Una de sus obras, intitulada “Guía de las escuelas”, es memorable, entre otras cosas, por el enfoque que utiliza, en el cual la responsabilidad de hacer del alumno un hombre de bien, radica de forma decidida en el maestro; ante alumnos con deficiencias (el señor de la Salle habla de alumnos “tercos”, “necios”, “lentos”, “tímidos”), la responsabilidad del maestro no decrece; por el contrario, debe conocer a cada alumno y debe entender su situación, para aplicar el método correcto de enseñanza. Por supuesto esto exige reflexión por parte del maestro.
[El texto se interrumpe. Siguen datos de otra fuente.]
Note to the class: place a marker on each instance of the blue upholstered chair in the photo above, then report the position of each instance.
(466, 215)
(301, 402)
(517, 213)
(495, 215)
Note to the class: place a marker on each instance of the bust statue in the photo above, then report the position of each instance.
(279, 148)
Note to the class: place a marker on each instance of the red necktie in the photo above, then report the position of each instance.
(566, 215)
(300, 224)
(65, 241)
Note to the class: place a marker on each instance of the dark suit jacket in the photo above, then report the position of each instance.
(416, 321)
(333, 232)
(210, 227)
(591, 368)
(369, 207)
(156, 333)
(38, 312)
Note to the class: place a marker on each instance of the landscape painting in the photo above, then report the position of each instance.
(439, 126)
De ahí la importancia de una planeación bien meditada de cualquier plan de trabajo con un grupo de alumnos.
En los párrafos 9,3,11 y 9,3,10 de la obra mencionada, el maestro de la Salle señala: “Los maestros cuidarán tanto de la instrucción de todos sus alumnos, que no dejarán en la ignorancia ni a uno solo […] Y para que no descuiden en modo alguno asunto de tanta importancia, considerarán con frecuencia y estarán atentos a que han de dar cuenta a Dios; que serán culpables ante Él de la ignorancia de los niños que hayan estado bajo su dirección […]
Si el trasfondo religioso, el de la educación como una forma de vivir el servicio a Dios, es inmenso e importante, no lo es menos el trasfondo a nivel de ética profesional: en efecto, el maestro que asume dar clases a un grupo, asume a todo el grupo: por ende, no puede abandonar a ningún alumno en su progreso. El maestro tiene a los estudiantes (sean de la edad que sean) “bajo su dirección”; seguirán el rumbo que el maestro, bien o mal, les sepa señalar. No puede, sin demérito de su desempeño profesional, rehusarse a ser modelo de vida de sus pupilos.
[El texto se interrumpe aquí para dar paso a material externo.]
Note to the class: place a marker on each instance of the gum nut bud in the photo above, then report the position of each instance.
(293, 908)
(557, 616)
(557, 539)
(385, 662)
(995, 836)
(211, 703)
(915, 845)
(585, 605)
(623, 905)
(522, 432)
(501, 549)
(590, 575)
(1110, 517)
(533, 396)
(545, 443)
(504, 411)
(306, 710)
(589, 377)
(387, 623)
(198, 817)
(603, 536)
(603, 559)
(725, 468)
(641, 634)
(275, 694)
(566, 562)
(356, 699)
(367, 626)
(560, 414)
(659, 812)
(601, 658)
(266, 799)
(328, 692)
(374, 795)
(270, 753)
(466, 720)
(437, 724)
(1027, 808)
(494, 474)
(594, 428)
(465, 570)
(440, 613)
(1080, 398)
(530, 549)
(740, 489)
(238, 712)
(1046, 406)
Hace poco se pretendió señalar esto a autoridades de una escuela; estuvieron de acuerdo. Pero cuando se les mencionó que también los alumnos deberían leer lo anterior, la reacción fue negativa: “no, no vayan a creer que nos pueden exigir algo…”. Por supuesto: tenemos un compromiso, pero no, que el alumnado no lo sepa, para que no nos echen en cara nuestras groserías, bajezas y faltas que cometemos al supuestamente estar a su servicio.
Es una búsqueda fatigante la de formarse como maestro. Pero su impacto social es exponencial, y pocas veces se puede prever cuántas vidas se tocan en un solo día de entrega al servicio de la juventud.